The city itself is in financial trouble, so residents suspected the traffic fines and impounds were a way to generate revenue. They also worried the police were targeting Hispanics as a way to catch unlicensed drivers. Archibald says city officials didn’t listen to his concerns, so he put up signs of protest outside his store.

“One of them said, more or less, ‘Beware, the Maricopa police want your money, they want your car,’” he says.

Those signs and the charges of corruption made national headlines. And the city’s problems drew the attention of the Kern County Grand Jury. In June, the grand jury blasted the city for poor management and recommended disincorporation for Maricopa, meaning it would disband as a city and fall under the county’s care. Last week, the Maricopa City Council said no to disincorporation in its response to the grand jury. Since the release of the reports, the police department has admitted to ticketing drivers and impounding cars as a way to make money.
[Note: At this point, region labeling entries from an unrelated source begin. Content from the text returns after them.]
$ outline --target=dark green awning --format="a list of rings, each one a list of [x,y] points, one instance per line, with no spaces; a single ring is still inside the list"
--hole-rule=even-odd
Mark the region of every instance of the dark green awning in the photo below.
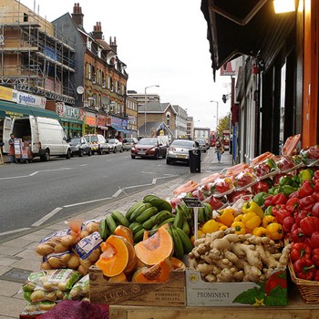
[[[8,118],[22,118],[33,115],[35,117],[50,118],[60,120],[60,117],[56,112],[0,100],[0,115],[4,113],[5,116]]]

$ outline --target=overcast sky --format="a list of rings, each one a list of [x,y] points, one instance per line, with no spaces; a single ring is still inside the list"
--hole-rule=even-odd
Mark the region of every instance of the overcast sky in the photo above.
[[[231,77],[213,81],[207,24],[201,0],[20,0],[48,21],[73,11],[79,3],[84,27],[101,22],[105,40],[117,37],[118,58],[127,65],[128,89],[156,93],[161,102],[180,105],[196,127],[216,127],[231,108],[222,94],[231,91]]]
Eric Ziegler is a former city manager for the nearby city of Taft. He helped Maricopa city officials draft a response to the grand jury reports. He says the people of Maricopa don’t want to give up their city, and disincorporation requires a vote by the citizens.

“In terms of using all possible sources of legal advice (for disincorporation), legal advice isn’t free,” Ziegler says. “The grand jury has already said the city has financial problems. For the city to spend a fortune – if they have a fortune -- on legal advice for disincorporation, when the chances are 90 percent or better that there is no voter support for disincorporation, they would be doing the community a disservice.”

The city of Maricopa turned 100 years old this year, but residents didn’t mark the occasion with any fanfare. Outside the city council chambers, Maricopa resident Sharon Pelletier says she’d be sad to see the city fall apart.

“I bought my home here, I want to retire here, I want to live the rest of my life out,” she says. “It’s a 100-year-old house. I’ve always wanted an old house, I’m an old lady. [Laughs] So this is sad … and (I’d) hate to see it go.”

Maricopa is in the district of Kern County Supervisor Ray Watson.

“If they chose to disincorporate, they’d have to go back to LAFCO, the Local Agency Formation Commission, and request to be disincorporated,” Watson explains. “That request would probably be granted because of the financial condition of the city.”

Watson says Maricopa’s debts haven’t strained the county, but the city’s residents are paying the price.

“What’s happening as they build up those debts, those, at some point, will be levied against their property taxes, and they will have to pay those,” he adds. “So the longer they continue to operate at a deficit, the larger the amount will be imposed on their property as a tax.”

Ziegler, the official helping Maricopa get back on track, says the city is creating a plan to pay back its debts, but the city’s financial future remains uncertain. And he’s helping the police department redraft its policies and procedures. He says it’s unrealistic for cities to rely on traffic citations as a way to generate revenue.

“If they see a police department ticketing speeders, and they know the fine for speeding is $100, guess what? They don’t speed,” he says. “And so fine revenue may peak for a month or two, and then it goes right to the bottom.”

Back at the Shell station, Archibald says business has improved since the police department eased up on the traffic citations. He took down his protest signs in the last few weeks.

“I would like to see more positive things happen for this town, it’s a good town with good people,” he says. “I’m pulling for the town, and the stories in the future I hope are more positive and moving forward.”